The provisions of section 1128A (other than subsections (a)
and (b)) shall apply to civil money penalties under clause (i)
in the same manner as they apply to a penalty or proceeding under
section 1128A(a).
(r)(1)
With respect to services described in
section 1861(s)(2)(K)(ii) (relating to nurse practitioner or clinical
nurse specialist services), payment may be made on the basis of
a claim or request for payment presented by the nurse practitioner
or clinical nurse specialist furnishing such services, or by a
hospital, critical access hospital, skilled nursing facility or
nursing facility (as defined in section 1919(a)), physician, group
practice or ambulatory surgical center with which the nurse practitioner
or clinical nurse specialist has an employment or contractual relationship
that provides for payment to be made under this part for such services
to such hospital, physician, group practice, or ambulatory surgical
center.
(2) No hospital or critical access hospital that presents a
claim or request for payment under this part for services described
in section 1861(s)(2)(K)(ii) may treat any uncollected coinsurance
amount imposed under this part with respect to such services as
a bad debt of such hospital for purposes of this title.
(s)
The Secretary may not provide for payment
under subsection (a)(1)(A) with respect to an organization unless
the organization provides assurances satisfactory to the Secretary
that the organization meets the requirement of section 1866(f)

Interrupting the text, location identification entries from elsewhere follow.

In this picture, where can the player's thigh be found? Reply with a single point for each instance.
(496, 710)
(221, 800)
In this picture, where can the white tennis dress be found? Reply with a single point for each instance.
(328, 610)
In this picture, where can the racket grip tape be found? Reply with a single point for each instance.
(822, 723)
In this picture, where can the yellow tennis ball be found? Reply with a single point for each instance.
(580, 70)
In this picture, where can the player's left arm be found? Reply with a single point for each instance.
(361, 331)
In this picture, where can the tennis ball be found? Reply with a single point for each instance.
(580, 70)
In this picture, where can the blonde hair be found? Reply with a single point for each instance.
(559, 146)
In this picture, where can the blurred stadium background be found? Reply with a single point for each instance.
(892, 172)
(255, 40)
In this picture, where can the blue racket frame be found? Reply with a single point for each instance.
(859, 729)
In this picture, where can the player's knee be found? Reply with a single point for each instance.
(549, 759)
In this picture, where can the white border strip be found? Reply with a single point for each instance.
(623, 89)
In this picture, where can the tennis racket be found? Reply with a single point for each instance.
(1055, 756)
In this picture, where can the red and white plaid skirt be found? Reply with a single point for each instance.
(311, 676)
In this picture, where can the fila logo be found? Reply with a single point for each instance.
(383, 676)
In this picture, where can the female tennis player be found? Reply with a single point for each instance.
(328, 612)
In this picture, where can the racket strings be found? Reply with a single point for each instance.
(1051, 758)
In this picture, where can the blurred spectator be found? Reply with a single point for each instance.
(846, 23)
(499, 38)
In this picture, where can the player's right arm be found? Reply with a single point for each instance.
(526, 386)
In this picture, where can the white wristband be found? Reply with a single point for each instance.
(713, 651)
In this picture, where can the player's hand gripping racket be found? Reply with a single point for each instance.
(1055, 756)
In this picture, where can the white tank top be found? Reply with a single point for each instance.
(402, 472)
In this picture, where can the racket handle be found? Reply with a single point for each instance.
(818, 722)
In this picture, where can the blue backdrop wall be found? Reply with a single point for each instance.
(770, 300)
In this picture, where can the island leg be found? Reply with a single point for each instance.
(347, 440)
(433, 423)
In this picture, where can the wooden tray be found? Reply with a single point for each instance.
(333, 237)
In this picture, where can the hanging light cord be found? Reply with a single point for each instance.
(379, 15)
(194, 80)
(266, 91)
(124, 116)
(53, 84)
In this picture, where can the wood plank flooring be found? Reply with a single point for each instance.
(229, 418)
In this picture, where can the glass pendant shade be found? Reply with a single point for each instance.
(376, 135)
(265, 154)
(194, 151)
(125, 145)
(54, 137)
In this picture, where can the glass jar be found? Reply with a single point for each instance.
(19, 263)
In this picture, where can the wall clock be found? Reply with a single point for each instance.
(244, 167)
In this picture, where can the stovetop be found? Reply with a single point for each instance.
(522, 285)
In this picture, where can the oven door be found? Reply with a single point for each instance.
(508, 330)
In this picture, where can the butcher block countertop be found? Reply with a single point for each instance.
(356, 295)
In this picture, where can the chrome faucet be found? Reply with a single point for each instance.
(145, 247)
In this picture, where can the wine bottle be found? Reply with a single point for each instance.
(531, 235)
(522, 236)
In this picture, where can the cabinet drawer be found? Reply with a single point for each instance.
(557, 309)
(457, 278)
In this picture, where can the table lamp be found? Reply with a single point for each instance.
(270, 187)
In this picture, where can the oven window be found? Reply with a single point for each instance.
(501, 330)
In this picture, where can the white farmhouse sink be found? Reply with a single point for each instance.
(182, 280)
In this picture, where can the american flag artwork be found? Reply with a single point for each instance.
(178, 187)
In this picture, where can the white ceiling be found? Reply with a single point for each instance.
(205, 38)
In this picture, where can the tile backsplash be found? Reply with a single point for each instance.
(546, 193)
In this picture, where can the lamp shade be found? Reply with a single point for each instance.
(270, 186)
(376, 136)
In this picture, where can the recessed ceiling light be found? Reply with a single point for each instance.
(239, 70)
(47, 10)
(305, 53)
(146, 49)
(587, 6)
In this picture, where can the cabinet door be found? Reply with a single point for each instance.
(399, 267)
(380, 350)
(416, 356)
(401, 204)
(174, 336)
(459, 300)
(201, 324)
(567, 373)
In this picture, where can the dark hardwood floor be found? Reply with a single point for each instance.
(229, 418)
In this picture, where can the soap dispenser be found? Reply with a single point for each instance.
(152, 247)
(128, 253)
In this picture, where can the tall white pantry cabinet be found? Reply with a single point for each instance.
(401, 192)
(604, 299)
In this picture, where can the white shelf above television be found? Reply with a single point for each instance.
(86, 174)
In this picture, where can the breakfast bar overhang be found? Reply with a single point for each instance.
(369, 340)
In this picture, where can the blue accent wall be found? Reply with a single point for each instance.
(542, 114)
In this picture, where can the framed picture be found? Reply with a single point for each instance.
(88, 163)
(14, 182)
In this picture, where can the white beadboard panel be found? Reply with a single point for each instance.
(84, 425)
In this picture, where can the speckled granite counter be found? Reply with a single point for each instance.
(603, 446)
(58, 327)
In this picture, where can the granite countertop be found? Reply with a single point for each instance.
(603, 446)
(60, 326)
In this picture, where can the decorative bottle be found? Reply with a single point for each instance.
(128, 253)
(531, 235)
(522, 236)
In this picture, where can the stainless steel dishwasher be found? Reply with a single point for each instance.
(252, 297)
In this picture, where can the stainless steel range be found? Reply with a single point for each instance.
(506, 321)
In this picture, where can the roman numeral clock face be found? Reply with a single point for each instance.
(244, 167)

(relating to maintaining written policies and procedures respecting advance
directives).
(t)[137]
PROSPECTIVE PAYMENT SYSTEM
FOR HOSPITAL OUTPATIENT DEPARTMENT SERVICES.—
-
(1) AMOUNT OF PAYMENT.—
-
(A) IN GENERAL.—With respect to covered
OPD services (as defined in subparagraph (B)) furnished during
a year beginning with 1999, the amount of payment under this part
shall be determined under a prospective payment system established
by the Secretary in accordance with this subsection.
-
(B) DEFINITION OF COVERED OPD SERVICES.—For
purposes of this subsection, the term “covered OPD services”—
-
(i) means hospital outpatient services designated by the Secretary;
-
(ii) subject to clause (iv), includes inpatient hospital services
designated by the Secretary that are covered under this part and
furnished to a hospital inpatient who (I) is entitled to benefits
under part A but has exhausted benefits for inpatient hospital
services during a spell of illness, or (II) is not so entitled;
-
(iii) includes implantable items described in paragraph (3),
(6), or (8) of section 1861(s); but
-
(iv) does not include any therapy services described in subsection
(a)(8) or ambulance services, for which payment is made under a
fee schedule described in section 1834(k) or section 1834(l) and
does not include screening mammography (as defined in section 1861(jj))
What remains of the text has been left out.